Intentionally Defective

Under the right circumstances, an intentionally defective irrevocable trust (IDGT) can be an effective estate tax planning tool. These trusts are set up to purposely fail certain technical tests in the tax law, yet they still have the approval of the
IRS and allow individuals to pass more assets on to their heirs. Here are a couple of points to keep in mind:
  • An IDGT is considered to exist as a separate taxable entity for federal estate tax purposes and general state law purposes.
  • However, an IDGT is considered to be a grantor trust for federal income tax purposes. As such, the IDGT's income and deduction items are treated as belonging to the grantor (the person who sets up the trust).
  • Any income, gain, and deduction items related to the IDGT's assets are reported on your personal federal income tax returns, because you are still considered to own the assets for federal income tax purposes.
  • Bottom Line: The IDGT is considered to exist for estate tax purposes but not for income tax purposes. It is therefore described as "defective" but the defect is intentional.
Once property is transferred to such a trust it is owned by the trust for the benefit of the named beneficiaries. Therefore, it is safe from legal judgments and creditors.

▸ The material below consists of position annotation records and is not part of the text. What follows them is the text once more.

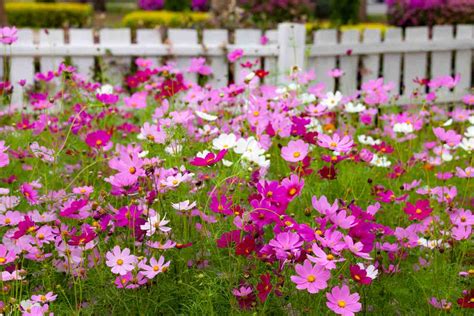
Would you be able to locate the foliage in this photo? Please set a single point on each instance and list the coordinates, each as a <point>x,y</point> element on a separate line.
<point>430,12</point>
<point>25,14</point>
<point>270,12</point>
<point>151,19</point>
<point>344,11</point>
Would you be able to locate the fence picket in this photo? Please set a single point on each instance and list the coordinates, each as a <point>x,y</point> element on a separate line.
<point>183,36</point>
<point>218,63</point>
<point>271,63</point>
<point>371,63</point>
<point>463,63</point>
<point>414,63</point>
<point>349,64</point>
<point>115,66</point>
<point>392,62</point>
<point>150,38</point>
<point>245,37</point>
<point>322,65</point>
<point>21,67</point>
<point>84,64</point>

  • An irrevocable trust is a type of trust where its terms cannot be modified, amended or terminated without the permission of the grantor's named beneficiary or beneficiaries.
  • The grantor, having effectively transferred all ownership of assets into the trust, legally removes all of their rights of ownership to the assets and the trust. 

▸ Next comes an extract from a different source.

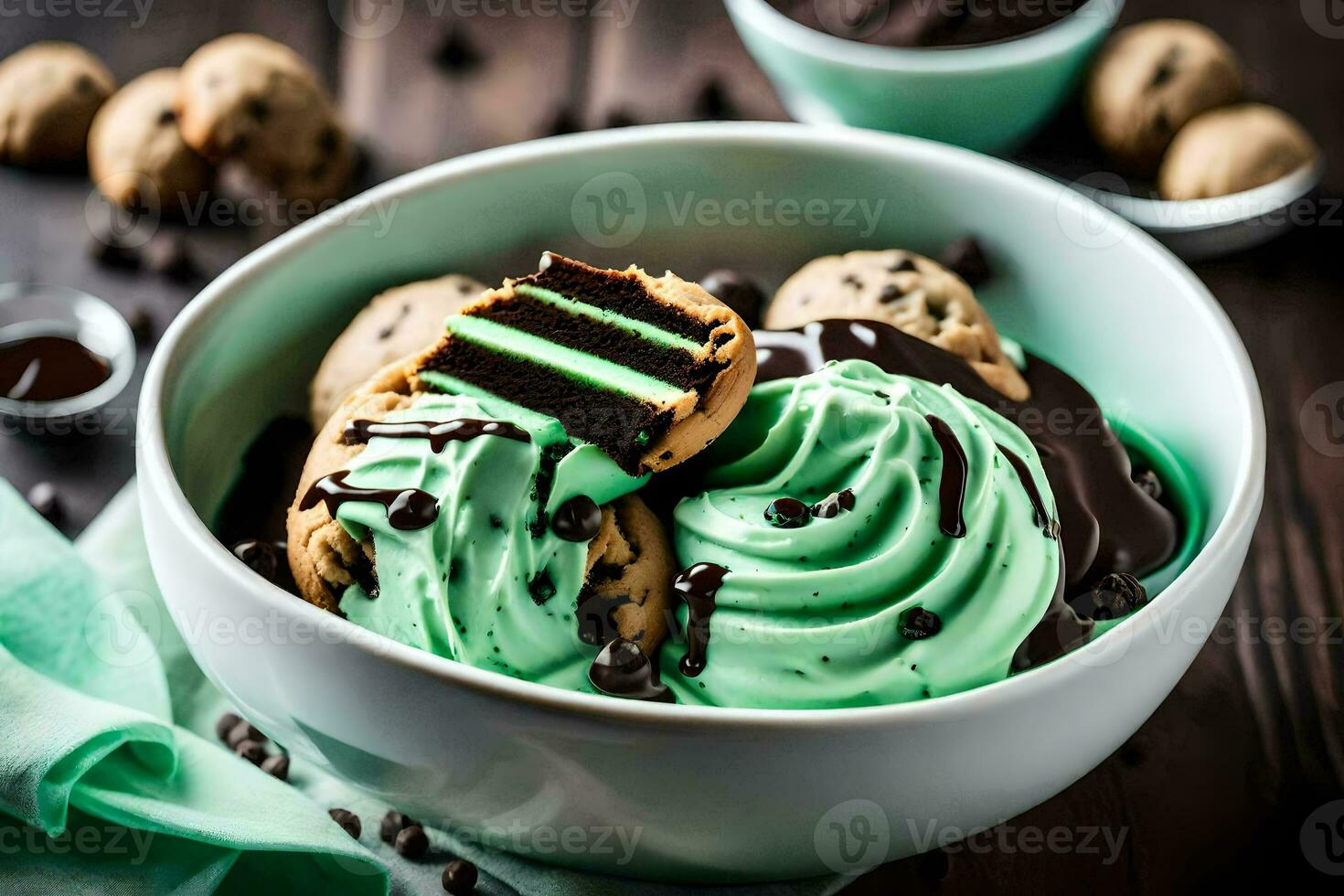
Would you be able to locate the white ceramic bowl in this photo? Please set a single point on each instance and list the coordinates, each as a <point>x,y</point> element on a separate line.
<point>709,795</point>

  • Irrevocable trusts cannot be modified after they are created, or at least they are very difficult to modify.
An irrevocable trust has a grantor, a trustee (if you want a beneficiary to be a trustee then there must be two trustees, because one must not be able to benefit from the trust assets) and a beneficiary or beneficiaries. Once the grantor places an asset in an irrevocable trust, it is a gift to the trust and the grantor cannot revoke it. The grantor can dictate the terms, rules and uses of the trust assets with the consent of the trustee and the beneficiary.

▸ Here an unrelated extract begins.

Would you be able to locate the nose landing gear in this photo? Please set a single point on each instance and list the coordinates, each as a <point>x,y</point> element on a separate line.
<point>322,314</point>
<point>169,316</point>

Irrevocable trusts can have many applications in planning for the preservation and distribution of an estate, including:
  • To prevent beneficiaries from misusing assets, as the grantor can set conditions for distribution.
  • To remove appreciable assets from the estate while still providing beneficiaries with a step-up basis in valuing the assets for tax purposes.
  • To gift a principal residence to children under more favorable tax rules.
  • To deplete one's property to ensure eligibility for government benefits, such as Social Security income and Medicaid. Such trusts can also be used to help secure benefits and care for a special needs child by preventing disqualification of eligibility.